Pamuk parte aquí de la distinción establecida por Friedrich Schiller entre el artista ingenuo (es decir, intuitivo) y el sentimental o reflexivo (aquel en el que la producción artística está acompañada de un esfuerzo por comprender su funcionamiento) para reflexionar en torno a cuestiones medulares de la literatura como la verosimilitud, la construcción del personaje, la relación entre los hechos narrados y la experiencia personal de los autores, la presentación del tiempo en narrativa, la distinción aristotélica entre el mostrar y el contar, etcétera. En todos los casos, el autor de la reciente Nieve (2011) se recuesta en su experiencia para responder a estas preguntas, ofreciendo una interpretación personal de su trabajo; en todos los casos, también, es inusualmente claro.

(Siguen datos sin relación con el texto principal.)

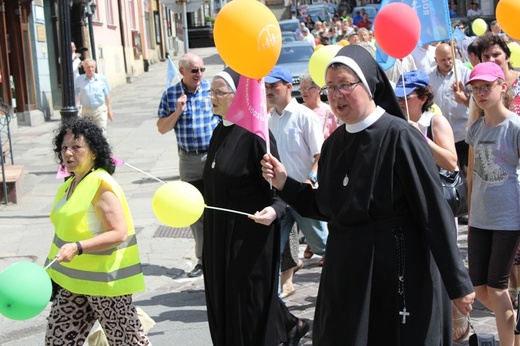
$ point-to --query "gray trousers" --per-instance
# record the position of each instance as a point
(191, 166)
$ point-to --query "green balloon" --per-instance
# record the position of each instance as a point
(25, 290)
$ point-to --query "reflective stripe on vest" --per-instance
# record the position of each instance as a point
(111, 272)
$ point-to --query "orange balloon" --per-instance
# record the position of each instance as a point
(248, 37)
(508, 12)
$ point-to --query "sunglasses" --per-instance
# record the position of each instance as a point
(196, 70)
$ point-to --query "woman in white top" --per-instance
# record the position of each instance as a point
(419, 99)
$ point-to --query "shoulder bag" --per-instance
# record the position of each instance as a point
(481, 339)
(454, 186)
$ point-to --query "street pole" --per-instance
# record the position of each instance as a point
(185, 26)
(91, 9)
(68, 110)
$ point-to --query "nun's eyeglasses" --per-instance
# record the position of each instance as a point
(344, 88)
(219, 93)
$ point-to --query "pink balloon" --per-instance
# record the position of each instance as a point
(397, 29)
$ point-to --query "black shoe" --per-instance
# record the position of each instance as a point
(197, 271)
(517, 326)
(297, 333)
(463, 220)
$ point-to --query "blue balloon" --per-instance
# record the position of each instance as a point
(384, 60)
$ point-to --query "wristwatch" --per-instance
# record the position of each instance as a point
(313, 177)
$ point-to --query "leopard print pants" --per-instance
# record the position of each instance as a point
(72, 317)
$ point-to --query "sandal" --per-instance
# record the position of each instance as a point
(298, 266)
(308, 253)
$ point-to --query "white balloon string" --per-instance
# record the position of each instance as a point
(229, 210)
(52, 262)
(148, 174)
(162, 181)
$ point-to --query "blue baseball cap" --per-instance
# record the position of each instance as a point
(411, 80)
(278, 73)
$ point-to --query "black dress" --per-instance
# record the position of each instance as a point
(241, 257)
(380, 192)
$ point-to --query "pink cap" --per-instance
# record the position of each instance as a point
(486, 71)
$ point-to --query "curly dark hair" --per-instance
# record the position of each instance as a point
(94, 137)
(425, 92)
(488, 40)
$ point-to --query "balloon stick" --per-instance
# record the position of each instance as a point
(162, 181)
(148, 174)
(229, 210)
(52, 262)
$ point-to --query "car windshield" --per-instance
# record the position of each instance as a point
(295, 54)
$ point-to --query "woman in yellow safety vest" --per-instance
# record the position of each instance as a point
(97, 266)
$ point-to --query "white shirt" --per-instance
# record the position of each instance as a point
(424, 58)
(298, 137)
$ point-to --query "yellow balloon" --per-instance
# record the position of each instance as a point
(515, 54)
(479, 26)
(319, 61)
(248, 37)
(178, 204)
(508, 12)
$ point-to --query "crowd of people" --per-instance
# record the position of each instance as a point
(341, 29)
(358, 176)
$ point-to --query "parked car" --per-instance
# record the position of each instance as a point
(318, 13)
(295, 57)
(370, 10)
(289, 25)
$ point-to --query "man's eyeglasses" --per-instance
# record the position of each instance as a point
(307, 89)
(218, 93)
(272, 85)
(486, 89)
(408, 97)
(343, 88)
(196, 70)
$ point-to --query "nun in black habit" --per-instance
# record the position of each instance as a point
(392, 246)
(241, 254)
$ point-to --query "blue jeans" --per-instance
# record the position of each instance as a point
(315, 231)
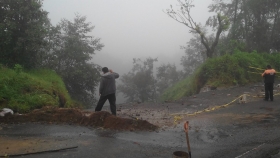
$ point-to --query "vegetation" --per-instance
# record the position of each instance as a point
(224, 71)
(25, 91)
(69, 53)
(28, 38)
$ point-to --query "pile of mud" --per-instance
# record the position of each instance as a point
(103, 119)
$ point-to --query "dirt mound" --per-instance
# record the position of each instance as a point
(75, 116)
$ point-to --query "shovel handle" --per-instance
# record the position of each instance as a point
(186, 126)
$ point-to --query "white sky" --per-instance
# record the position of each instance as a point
(130, 28)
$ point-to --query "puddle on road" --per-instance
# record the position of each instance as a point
(27, 145)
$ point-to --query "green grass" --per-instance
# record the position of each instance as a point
(224, 71)
(25, 91)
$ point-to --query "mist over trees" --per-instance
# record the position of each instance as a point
(245, 25)
(28, 38)
(23, 27)
(142, 84)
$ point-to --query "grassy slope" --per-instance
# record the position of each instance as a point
(227, 70)
(25, 91)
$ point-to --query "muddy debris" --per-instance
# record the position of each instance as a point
(72, 116)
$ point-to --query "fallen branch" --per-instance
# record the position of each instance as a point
(39, 152)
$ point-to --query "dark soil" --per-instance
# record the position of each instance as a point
(103, 119)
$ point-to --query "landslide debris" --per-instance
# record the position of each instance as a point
(72, 116)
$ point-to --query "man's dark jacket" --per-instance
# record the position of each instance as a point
(108, 83)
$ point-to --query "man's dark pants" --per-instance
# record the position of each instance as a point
(112, 101)
(268, 91)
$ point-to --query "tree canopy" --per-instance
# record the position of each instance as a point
(22, 32)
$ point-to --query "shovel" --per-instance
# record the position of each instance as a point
(186, 127)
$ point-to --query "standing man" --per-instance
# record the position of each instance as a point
(268, 76)
(107, 90)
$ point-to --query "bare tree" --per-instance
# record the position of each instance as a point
(183, 16)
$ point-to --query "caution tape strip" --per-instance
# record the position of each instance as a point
(178, 116)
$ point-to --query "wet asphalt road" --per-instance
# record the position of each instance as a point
(250, 130)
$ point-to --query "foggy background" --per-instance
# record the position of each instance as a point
(131, 29)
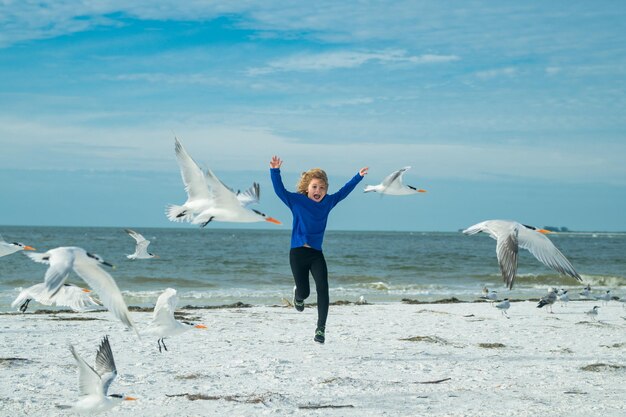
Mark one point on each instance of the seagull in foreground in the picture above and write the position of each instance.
(511, 236)
(76, 298)
(593, 313)
(491, 296)
(94, 383)
(392, 185)
(209, 199)
(504, 306)
(65, 258)
(163, 322)
(586, 292)
(606, 297)
(141, 249)
(7, 248)
(548, 299)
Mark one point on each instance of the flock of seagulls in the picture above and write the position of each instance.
(209, 199)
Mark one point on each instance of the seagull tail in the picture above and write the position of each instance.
(369, 188)
(178, 213)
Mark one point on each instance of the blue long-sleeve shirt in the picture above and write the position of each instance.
(309, 217)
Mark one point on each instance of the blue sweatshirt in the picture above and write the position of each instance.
(309, 217)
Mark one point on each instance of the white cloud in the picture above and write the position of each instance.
(345, 59)
(239, 148)
(494, 73)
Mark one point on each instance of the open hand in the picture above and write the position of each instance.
(275, 162)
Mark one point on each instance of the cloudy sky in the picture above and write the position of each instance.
(507, 109)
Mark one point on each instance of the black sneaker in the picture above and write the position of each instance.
(320, 335)
(298, 304)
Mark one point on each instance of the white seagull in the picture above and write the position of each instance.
(504, 306)
(209, 199)
(76, 298)
(63, 259)
(94, 383)
(593, 313)
(141, 248)
(511, 236)
(548, 299)
(491, 296)
(606, 297)
(586, 292)
(392, 185)
(7, 248)
(163, 322)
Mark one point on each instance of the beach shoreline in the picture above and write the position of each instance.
(395, 359)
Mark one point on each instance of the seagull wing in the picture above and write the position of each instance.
(250, 196)
(505, 232)
(6, 248)
(142, 242)
(394, 180)
(105, 365)
(544, 250)
(89, 382)
(60, 261)
(104, 284)
(222, 195)
(76, 298)
(507, 250)
(193, 177)
(24, 295)
(165, 307)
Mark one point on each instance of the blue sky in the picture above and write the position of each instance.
(512, 110)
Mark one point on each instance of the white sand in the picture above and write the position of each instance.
(262, 361)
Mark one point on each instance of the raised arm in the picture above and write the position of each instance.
(275, 162)
(277, 181)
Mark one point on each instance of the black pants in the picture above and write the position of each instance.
(303, 260)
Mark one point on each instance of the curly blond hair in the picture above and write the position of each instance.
(307, 176)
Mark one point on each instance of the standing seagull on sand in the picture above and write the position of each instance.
(488, 295)
(94, 383)
(209, 199)
(7, 248)
(511, 236)
(593, 313)
(76, 298)
(141, 248)
(548, 299)
(63, 259)
(163, 322)
(392, 185)
(504, 306)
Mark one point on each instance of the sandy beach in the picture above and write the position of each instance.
(396, 359)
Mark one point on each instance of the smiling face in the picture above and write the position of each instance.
(316, 190)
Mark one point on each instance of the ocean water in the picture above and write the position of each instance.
(210, 267)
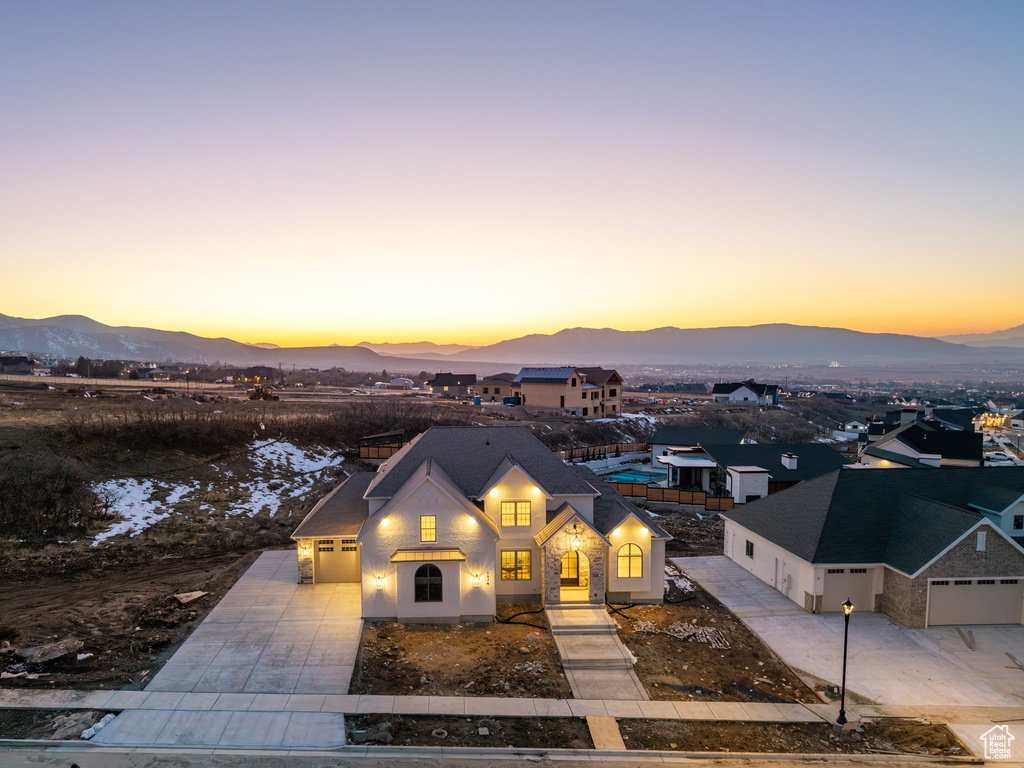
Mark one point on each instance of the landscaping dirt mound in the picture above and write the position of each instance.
(461, 659)
(126, 617)
(674, 669)
(815, 738)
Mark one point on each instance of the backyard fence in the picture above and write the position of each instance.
(592, 453)
(674, 496)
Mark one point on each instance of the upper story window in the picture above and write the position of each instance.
(428, 528)
(515, 514)
(630, 561)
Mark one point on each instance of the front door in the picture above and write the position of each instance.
(570, 568)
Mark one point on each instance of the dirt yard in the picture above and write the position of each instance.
(40, 724)
(462, 659)
(673, 669)
(887, 736)
(126, 615)
(551, 733)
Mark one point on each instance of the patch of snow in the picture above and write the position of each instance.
(133, 501)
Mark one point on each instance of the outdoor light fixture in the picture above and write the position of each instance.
(847, 610)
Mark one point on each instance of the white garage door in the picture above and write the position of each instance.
(336, 560)
(975, 601)
(852, 584)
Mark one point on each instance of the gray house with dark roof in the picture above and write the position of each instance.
(463, 518)
(928, 547)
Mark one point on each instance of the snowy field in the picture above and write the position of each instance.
(281, 472)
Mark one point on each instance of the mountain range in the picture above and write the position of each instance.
(1011, 337)
(72, 335)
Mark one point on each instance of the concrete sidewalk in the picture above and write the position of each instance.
(359, 705)
(594, 659)
(270, 635)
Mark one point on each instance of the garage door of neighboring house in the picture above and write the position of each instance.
(854, 584)
(975, 601)
(337, 560)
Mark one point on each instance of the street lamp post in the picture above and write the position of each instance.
(847, 610)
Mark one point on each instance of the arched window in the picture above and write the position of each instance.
(428, 584)
(630, 561)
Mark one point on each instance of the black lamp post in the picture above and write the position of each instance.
(847, 610)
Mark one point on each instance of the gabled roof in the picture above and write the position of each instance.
(850, 516)
(470, 456)
(453, 380)
(429, 471)
(545, 375)
(340, 513)
(611, 508)
(813, 459)
(509, 465)
(926, 438)
(562, 516)
(694, 436)
(600, 375)
(894, 457)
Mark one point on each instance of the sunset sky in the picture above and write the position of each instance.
(330, 172)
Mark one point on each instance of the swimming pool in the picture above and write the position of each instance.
(636, 475)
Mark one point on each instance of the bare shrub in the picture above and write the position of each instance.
(43, 495)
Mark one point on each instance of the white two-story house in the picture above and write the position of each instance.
(463, 518)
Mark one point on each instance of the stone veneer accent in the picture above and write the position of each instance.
(305, 560)
(591, 546)
(905, 599)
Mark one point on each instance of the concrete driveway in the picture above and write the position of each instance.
(887, 662)
(270, 635)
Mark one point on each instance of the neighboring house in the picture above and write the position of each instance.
(453, 385)
(18, 366)
(578, 391)
(924, 443)
(496, 388)
(689, 462)
(912, 545)
(463, 518)
(747, 472)
(745, 393)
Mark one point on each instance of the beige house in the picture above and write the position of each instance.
(463, 518)
(579, 391)
(928, 547)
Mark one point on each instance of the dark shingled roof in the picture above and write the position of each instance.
(611, 507)
(762, 390)
(469, 457)
(696, 436)
(850, 516)
(339, 513)
(453, 380)
(945, 442)
(599, 375)
(813, 459)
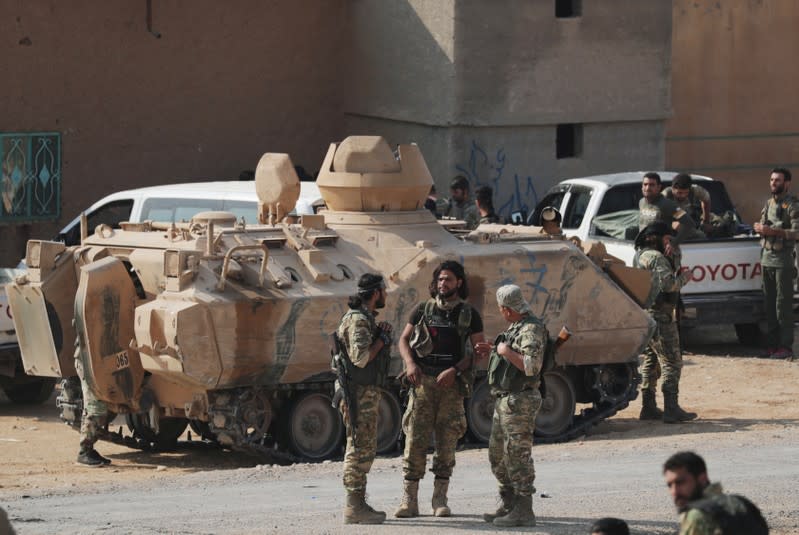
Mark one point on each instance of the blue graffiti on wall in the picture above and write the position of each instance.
(517, 192)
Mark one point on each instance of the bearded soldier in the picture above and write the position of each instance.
(438, 385)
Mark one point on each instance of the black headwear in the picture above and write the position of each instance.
(658, 228)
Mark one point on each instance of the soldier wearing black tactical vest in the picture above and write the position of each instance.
(704, 508)
(779, 230)
(361, 368)
(439, 381)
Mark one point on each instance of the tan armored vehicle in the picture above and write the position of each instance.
(223, 324)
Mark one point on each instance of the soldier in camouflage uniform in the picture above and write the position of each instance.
(655, 207)
(514, 376)
(704, 508)
(663, 352)
(438, 381)
(460, 206)
(366, 344)
(779, 230)
(93, 420)
(694, 200)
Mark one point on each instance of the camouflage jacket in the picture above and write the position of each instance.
(783, 213)
(667, 211)
(716, 513)
(665, 283)
(527, 336)
(693, 204)
(357, 331)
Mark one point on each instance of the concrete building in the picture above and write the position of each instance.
(514, 94)
(734, 94)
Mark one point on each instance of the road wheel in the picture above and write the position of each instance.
(749, 334)
(311, 428)
(389, 422)
(30, 390)
(557, 409)
(202, 430)
(169, 429)
(480, 412)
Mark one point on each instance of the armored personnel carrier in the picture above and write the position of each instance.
(222, 324)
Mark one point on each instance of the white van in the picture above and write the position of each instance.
(179, 202)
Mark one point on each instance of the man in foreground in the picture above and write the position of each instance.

Ahora bien, esta claridad, que sabrán apreciar la mayoría de los lectores de El novelista ingenuo y el sentimental, resultará levemente irritante para el lector que esté familiarizado con la teoría literaria, para el que este libro no parece concebido; ese lector se preguntará por qué razón Pamuk ha basado las seis conferencias que componen este libro en Aspectos de la novela de E.M. Foster (1927) y Teoría de la novela de György Lukács (1916) omitiendo aportes más recientes y específicos, también se preguntará a qué se debe que el cuerpo central de la bibliografía a la que el escritor turco regresa una y otra vez aquí esté limitado a obras del siglo XIX como Anna Karénina, Guerra y paz (que considera “el paradigma de cómo se debe leer una novela”), Rojo y negro, La educación sentimental y otros. También se preguntará por la distinción entre autores “verbales” y “visuales” que realiza el autor (y que de tan difícil constatación parece) y por ese “centro secreto”, “real e imaginario,” que “distingue a las novelas de otras narraciones literarias” y que no parece haber sido observado antes por ningún otro crítico.

En el concepto tan esquivo de un “centro secreto” (que el autor atribuye en algunos casos a cierta complejidad de los personajes, en otros a la capacidad del texto de “explicar” la vida y, al menos en un pasaje, denomina “el tema real de la novela”) se puede encontrar precisamente la que es la principal falencia de este libro, vinculable por lo demás a la primera vocación de su autor: un cierto impresionismo que resulta útil y notablemente eficaz para dar cuenta de percepciones recurrentes de los lectores pero no explica por qué estos tienen esas percepciones y no otras.

En realidad, todos los lectores tenemos recurrentemente la impresión de que el texto que estamos leyendo tiene un “centro secreto” y muchos de nosotros podemos coincidir al menos parcialmente con el escritor turco cuando afirma que “el valor de una novela reside en su poder para provocar una búsqueda de un centro que también podemos proyectar ingenuamente sobre el mundo […] la verdadera medida del valor debe residir en el poder de la novela para evocar la sensación de que la vida es exactamente así”, pero la deliberada omisión de toda profundización al respecto por parte de Pamuk en un libro destinado a explicar ciertos fenómenos literarios y no meramente a glosarlos parece demostrar que, contra la muy sensata afirmación de su autor (para quien “ser un novelista es el arte de ser ingenuo y reflexivo al mismo tiempo”), su visión de la literatura (presidida, por lo demás, por las presencias tutelares de Fiódor Dostoievski, Lev Tolstói, Marcel Proust y Thomas Mann) coincide más con el primero que con el segundo de los extremos que alguna vez señalara Schiller.